This is how we rationalized it:
1. Dad was staying at the Hotel Shan & Evgenia and didn't have to spring for two nights in a Seattle hotel.
2. I just got a job. How often do I get a job? Celebration must ensue.
It was the only way we could justify the Metropolitan Grill, a Seattle standby that's reportedly one of the best steakhouses in the country. Photographs of famous people, mostly sports figures, decorate the walls of the foyer. Even at 5:45 p.m., the place was packed with business guys in suits, trendy twentysomethings and their trendy boyfriends, and at least one father-daughter duo in search of meat and potatoes.
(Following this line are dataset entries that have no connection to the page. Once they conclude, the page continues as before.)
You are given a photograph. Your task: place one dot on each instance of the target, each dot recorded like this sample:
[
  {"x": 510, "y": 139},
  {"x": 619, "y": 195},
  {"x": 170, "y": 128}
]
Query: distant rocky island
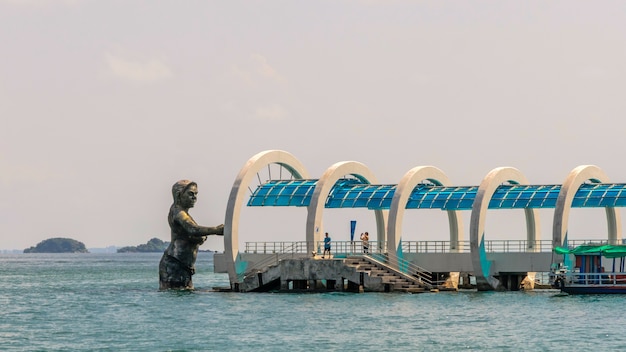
[
  {"x": 58, "y": 245},
  {"x": 152, "y": 246}
]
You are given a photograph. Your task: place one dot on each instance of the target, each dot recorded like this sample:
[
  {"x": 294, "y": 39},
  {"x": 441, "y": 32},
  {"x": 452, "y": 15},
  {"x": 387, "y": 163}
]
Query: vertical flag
[{"x": 352, "y": 228}]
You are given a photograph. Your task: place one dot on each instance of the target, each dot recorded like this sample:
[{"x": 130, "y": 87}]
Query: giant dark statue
[{"x": 178, "y": 262}]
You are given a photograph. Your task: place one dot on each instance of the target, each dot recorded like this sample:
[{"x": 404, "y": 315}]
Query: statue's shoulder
[{"x": 178, "y": 214}]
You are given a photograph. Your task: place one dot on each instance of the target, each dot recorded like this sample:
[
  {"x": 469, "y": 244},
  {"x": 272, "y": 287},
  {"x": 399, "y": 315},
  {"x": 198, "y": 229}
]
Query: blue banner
[{"x": 352, "y": 228}]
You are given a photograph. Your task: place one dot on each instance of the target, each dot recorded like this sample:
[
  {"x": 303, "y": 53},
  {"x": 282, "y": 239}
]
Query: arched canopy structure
[
  {"x": 314, "y": 224},
  {"x": 489, "y": 185},
  {"x": 401, "y": 197},
  {"x": 237, "y": 193},
  {"x": 573, "y": 189},
  {"x": 502, "y": 188}
]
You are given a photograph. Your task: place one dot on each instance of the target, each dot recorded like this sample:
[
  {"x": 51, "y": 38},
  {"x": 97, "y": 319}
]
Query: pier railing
[{"x": 356, "y": 247}]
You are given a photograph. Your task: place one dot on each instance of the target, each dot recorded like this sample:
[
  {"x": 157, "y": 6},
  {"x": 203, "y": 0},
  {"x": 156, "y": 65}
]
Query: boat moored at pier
[{"x": 590, "y": 269}]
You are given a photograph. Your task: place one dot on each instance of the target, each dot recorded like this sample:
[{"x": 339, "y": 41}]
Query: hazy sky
[{"x": 105, "y": 104}]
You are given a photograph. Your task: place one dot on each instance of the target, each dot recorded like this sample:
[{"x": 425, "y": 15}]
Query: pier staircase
[
  {"x": 412, "y": 279},
  {"x": 365, "y": 273}
]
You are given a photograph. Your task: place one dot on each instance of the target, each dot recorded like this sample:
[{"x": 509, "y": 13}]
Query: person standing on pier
[{"x": 326, "y": 246}]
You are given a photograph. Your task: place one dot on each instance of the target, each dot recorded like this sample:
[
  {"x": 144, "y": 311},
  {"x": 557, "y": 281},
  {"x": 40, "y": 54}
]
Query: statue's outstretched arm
[{"x": 193, "y": 229}]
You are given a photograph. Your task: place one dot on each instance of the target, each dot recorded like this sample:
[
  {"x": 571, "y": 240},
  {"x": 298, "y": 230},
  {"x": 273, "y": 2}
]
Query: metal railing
[
  {"x": 275, "y": 247},
  {"x": 356, "y": 247}
]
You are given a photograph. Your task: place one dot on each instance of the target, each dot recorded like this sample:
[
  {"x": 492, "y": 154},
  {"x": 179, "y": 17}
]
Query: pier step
[{"x": 396, "y": 281}]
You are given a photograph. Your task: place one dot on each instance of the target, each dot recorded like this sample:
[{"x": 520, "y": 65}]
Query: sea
[{"x": 111, "y": 302}]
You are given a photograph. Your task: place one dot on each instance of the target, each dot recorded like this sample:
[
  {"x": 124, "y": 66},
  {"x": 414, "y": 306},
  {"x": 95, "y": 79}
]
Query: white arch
[
  {"x": 314, "y": 223},
  {"x": 238, "y": 192},
  {"x": 575, "y": 178},
  {"x": 484, "y": 280},
  {"x": 400, "y": 198}
]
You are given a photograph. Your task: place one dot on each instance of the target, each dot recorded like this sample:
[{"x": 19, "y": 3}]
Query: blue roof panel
[{"x": 351, "y": 193}]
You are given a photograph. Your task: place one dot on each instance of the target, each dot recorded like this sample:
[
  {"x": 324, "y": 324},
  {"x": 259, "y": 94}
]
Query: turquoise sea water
[{"x": 111, "y": 302}]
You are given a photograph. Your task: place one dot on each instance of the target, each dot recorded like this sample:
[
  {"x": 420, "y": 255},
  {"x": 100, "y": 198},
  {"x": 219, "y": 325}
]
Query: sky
[{"x": 104, "y": 105}]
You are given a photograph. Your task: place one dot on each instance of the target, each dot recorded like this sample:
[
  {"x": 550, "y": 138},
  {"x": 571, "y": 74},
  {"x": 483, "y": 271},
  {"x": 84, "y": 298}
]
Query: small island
[
  {"x": 152, "y": 246},
  {"x": 58, "y": 245}
]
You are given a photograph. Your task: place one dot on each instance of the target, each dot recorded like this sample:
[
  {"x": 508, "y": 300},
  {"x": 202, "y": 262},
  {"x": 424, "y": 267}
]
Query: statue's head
[{"x": 185, "y": 193}]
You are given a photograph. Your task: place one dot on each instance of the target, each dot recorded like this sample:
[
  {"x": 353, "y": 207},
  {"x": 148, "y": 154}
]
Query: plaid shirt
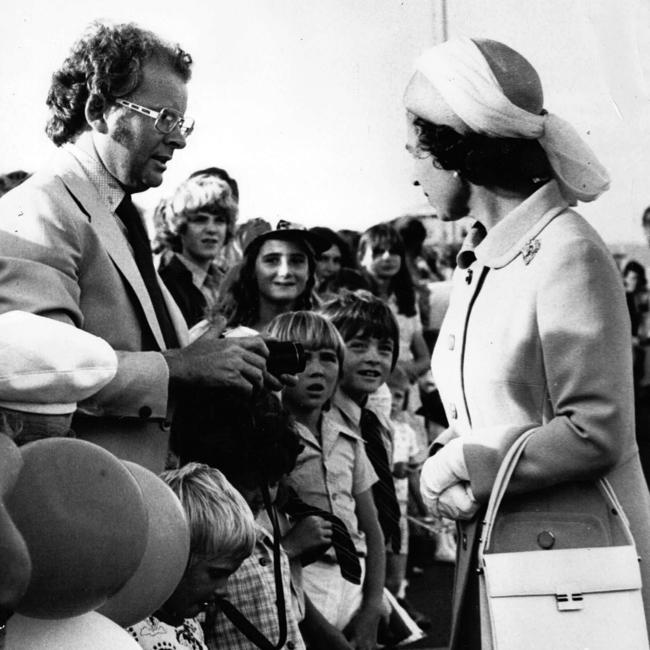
[{"x": 252, "y": 590}]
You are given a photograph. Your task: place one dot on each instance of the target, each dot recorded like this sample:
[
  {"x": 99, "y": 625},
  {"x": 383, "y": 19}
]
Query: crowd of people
[{"x": 277, "y": 379}]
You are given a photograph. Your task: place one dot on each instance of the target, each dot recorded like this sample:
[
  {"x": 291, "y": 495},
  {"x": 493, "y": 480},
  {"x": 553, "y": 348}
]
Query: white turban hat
[{"x": 488, "y": 88}]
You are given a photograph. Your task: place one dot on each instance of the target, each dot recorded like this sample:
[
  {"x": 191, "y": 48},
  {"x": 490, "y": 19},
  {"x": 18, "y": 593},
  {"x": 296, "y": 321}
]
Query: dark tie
[
  {"x": 139, "y": 240},
  {"x": 383, "y": 491},
  {"x": 346, "y": 554}
]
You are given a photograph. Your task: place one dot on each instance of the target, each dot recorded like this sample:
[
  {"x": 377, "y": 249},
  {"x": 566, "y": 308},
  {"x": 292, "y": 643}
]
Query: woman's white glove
[
  {"x": 456, "y": 502},
  {"x": 444, "y": 469},
  {"x": 444, "y": 483}
]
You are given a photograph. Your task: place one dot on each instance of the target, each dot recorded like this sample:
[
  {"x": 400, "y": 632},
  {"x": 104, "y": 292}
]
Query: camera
[{"x": 285, "y": 357}]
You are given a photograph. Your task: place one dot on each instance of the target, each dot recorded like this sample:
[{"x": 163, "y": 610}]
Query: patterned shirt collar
[{"x": 107, "y": 186}]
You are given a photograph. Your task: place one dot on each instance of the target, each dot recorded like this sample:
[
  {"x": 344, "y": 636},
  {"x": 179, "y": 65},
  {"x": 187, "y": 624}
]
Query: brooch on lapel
[{"x": 530, "y": 250}]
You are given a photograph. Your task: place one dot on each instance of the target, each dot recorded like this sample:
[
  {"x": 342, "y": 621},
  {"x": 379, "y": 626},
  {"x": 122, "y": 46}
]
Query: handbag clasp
[{"x": 568, "y": 598}]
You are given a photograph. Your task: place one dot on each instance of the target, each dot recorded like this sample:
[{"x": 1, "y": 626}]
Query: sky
[{"x": 301, "y": 100}]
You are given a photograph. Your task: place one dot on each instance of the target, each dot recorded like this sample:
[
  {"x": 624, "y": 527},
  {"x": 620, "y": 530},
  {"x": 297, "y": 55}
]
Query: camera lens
[{"x": 285, "y": 357}]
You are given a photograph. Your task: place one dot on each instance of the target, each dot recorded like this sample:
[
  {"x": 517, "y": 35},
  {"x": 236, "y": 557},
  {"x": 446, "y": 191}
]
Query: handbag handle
[{"x": 502, "y": 480}]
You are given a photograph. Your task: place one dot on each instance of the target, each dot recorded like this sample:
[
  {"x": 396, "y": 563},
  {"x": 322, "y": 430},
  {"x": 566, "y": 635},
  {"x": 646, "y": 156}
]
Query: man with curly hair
[{"x": 74, "y": 248}]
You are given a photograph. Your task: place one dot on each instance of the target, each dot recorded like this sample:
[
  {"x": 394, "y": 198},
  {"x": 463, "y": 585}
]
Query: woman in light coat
[{"x": 537, "y": 334}]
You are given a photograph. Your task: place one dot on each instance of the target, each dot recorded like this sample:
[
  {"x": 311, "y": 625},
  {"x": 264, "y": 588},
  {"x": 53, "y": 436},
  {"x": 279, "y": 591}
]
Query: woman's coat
[{"x": 537, "y": 336}]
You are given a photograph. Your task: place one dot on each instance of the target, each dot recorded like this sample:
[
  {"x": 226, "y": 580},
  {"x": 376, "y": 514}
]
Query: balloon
[
  {"x": 165, "y": 557},
  {"x": 83, "y": 632},
  {"x": 83, "y": 518},
  {"x": 15, "y": 564}
]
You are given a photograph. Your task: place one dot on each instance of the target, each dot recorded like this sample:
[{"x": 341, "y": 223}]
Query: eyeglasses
[{"x": 166, "y": 119}]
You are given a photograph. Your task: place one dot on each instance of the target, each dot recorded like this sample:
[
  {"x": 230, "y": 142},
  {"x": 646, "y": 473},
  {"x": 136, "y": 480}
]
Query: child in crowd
[
  {"x": 334, "y": 473},
  {"x": 371, "y": 336},
  {"x": 222, "y": 535},
  {"x": 254, "y": 442}
]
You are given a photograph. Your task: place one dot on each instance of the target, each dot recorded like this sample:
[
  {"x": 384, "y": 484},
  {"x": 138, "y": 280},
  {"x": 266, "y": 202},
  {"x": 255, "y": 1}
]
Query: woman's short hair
[
  {"x": 252, "y": 440},
  {"x": 104, "y": 64},
  {"x": 221, "y": 523},
  {"x": 401, "y": 285},
  {"x": 509, "y": 163},
  {"x": 202, "y": 193},
  {"x": 334, "y": 239},
  {"x": 360, "y": 314},
  {"x": 240, "y": 303},
  {"x": 311, "y": 330}
]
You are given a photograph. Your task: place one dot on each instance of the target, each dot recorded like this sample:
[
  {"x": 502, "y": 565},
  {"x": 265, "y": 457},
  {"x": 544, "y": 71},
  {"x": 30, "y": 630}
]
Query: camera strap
[{"x": 238, "y": 619}]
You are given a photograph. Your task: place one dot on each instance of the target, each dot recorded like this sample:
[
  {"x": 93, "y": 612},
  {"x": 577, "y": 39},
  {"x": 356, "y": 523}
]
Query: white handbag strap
[{"x": 502, "y": 480}]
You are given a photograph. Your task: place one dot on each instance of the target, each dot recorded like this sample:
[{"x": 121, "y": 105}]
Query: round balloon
[
  {"x": 165, "y": 556},
  {"x": 83, "y": 518},
  {"x": 15, "y": 564},
  {"x": 89, "y": 630}
]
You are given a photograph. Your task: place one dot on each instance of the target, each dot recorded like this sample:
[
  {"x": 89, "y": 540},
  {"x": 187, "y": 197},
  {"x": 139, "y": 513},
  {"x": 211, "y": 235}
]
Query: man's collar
[{"x": 507, "y": 239}]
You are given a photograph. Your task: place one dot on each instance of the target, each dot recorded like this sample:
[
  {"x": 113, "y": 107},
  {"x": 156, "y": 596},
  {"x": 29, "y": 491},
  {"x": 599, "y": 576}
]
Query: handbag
[{"x": 560, "y": 598}]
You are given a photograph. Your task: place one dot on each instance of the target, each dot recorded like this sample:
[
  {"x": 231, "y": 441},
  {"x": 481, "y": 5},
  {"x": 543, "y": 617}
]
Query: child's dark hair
[
  {"x": 252, "y": 440},
  {"x": 401, "y": 285},
  {"x": 360, "y": 314}
]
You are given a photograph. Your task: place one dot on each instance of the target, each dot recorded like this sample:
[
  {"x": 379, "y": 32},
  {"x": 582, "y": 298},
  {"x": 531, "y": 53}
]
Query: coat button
[
  {"x": 145, "y": 412},
  {"x": 546, "y": 539}
]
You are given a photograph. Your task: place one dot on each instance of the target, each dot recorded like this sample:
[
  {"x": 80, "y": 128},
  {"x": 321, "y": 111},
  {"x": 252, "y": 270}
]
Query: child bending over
[{"x": 222, "y": 535}]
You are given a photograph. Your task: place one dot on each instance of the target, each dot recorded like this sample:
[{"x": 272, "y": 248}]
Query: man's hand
[
  {"x": 308, "y": 534},
  {"x": 218, "y": 362},
  {"x": 456, "y": 502},
  {"x": 361, "y": 631},
  {"x": 444, "y": 469}
]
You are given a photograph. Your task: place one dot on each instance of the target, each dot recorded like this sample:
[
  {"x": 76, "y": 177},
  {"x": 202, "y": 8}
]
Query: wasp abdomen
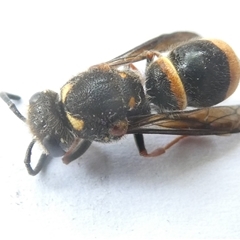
[{"x": 208, "y": 70}]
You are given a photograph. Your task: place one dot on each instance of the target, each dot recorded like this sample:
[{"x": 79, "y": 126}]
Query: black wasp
[{"x": 113, "y": 99}]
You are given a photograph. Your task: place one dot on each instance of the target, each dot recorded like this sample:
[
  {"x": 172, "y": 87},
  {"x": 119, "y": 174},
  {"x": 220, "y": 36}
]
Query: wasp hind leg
[{"x": 158, "y": 151}]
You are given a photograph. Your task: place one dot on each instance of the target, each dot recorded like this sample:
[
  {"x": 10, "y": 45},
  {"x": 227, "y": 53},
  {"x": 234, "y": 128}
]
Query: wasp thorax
[
  {"x": 98, "y": 102},
  {"x": 48, "y": 124}
]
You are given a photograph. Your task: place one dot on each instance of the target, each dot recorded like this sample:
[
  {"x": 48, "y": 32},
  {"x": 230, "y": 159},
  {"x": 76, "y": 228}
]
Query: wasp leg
[
  {"x": 78, "y": 148},
  {"x": 143, "y": 152},
  {"x": 27, "y": 160},
  {"x": 6, "y": 97}
]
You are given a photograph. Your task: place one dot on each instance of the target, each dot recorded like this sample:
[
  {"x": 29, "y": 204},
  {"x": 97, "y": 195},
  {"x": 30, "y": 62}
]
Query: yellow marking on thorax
[{"x": 76, "y": 123}]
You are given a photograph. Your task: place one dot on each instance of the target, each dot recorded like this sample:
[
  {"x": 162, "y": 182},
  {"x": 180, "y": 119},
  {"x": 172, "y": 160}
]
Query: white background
[{"x": 192, "y": 191}]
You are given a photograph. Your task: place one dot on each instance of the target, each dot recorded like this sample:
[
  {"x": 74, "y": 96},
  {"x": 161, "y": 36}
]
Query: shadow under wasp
[{"x": 113, "y": 98}]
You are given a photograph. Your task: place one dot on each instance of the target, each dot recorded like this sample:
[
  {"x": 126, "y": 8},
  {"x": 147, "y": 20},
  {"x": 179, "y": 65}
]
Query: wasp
[{"x": 112, "y": 99}]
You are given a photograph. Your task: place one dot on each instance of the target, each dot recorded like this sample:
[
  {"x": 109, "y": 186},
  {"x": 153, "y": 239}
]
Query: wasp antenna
[
  {"x": 27, "y": 160},
  {"x": 6, "y": 97}
]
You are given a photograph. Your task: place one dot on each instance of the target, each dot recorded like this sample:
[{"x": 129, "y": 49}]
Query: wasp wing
[
  {"x": 205, "y": 121},
  {"x": 160, "y": 44}
]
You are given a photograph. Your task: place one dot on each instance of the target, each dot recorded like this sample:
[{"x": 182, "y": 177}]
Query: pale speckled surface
[{"x": 193, "y": 191}]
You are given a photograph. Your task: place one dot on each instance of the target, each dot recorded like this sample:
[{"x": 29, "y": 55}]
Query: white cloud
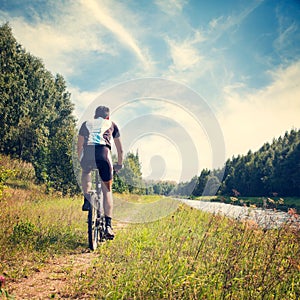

It took me a few minutes to get past the price tag on my filet mignon. At one point, I actually whimpered, "I think it's sinful to pay that much for a piece of meat." Not quite $10 million celebrity-wedding sinful, but still. So I made up for it by eating the whole thing: filet mignon cooked medium well, doused with herb jus and showered with cracked black pepper (Dad gave it an eight out of ten; since it was my first ever and I had no basis for comparison, I give it an eleven); garlic mashed potatoes topped with snipped chives; clam chowder with sherry cream and a swirl of Tabasco (Alison wasn't joking -- this is the best chowder I've had in Seattle or maybe anywhere); and a sloe gin fizz that had a remarkable effect despite the volume of food I'd just inhaled.
When the smoke cleared, half of Dad's potatoes and a sizable chunk of his halibut (stuffed with Dungeness crab, tomatoes, corn, and morels and lounging on a bed of asparagus spears) remained on his plate. I had done all but lick mine clean. The busboy raised his eyebrows. "I was hungry," I said defensively. "Wow," he replied, "we don't see that happen every day."
For about twenty seconds, I felt like a complete oinker.
Then I decided I was kind of proud.
(This picture is in no way related to steak, but isn't it pretty?)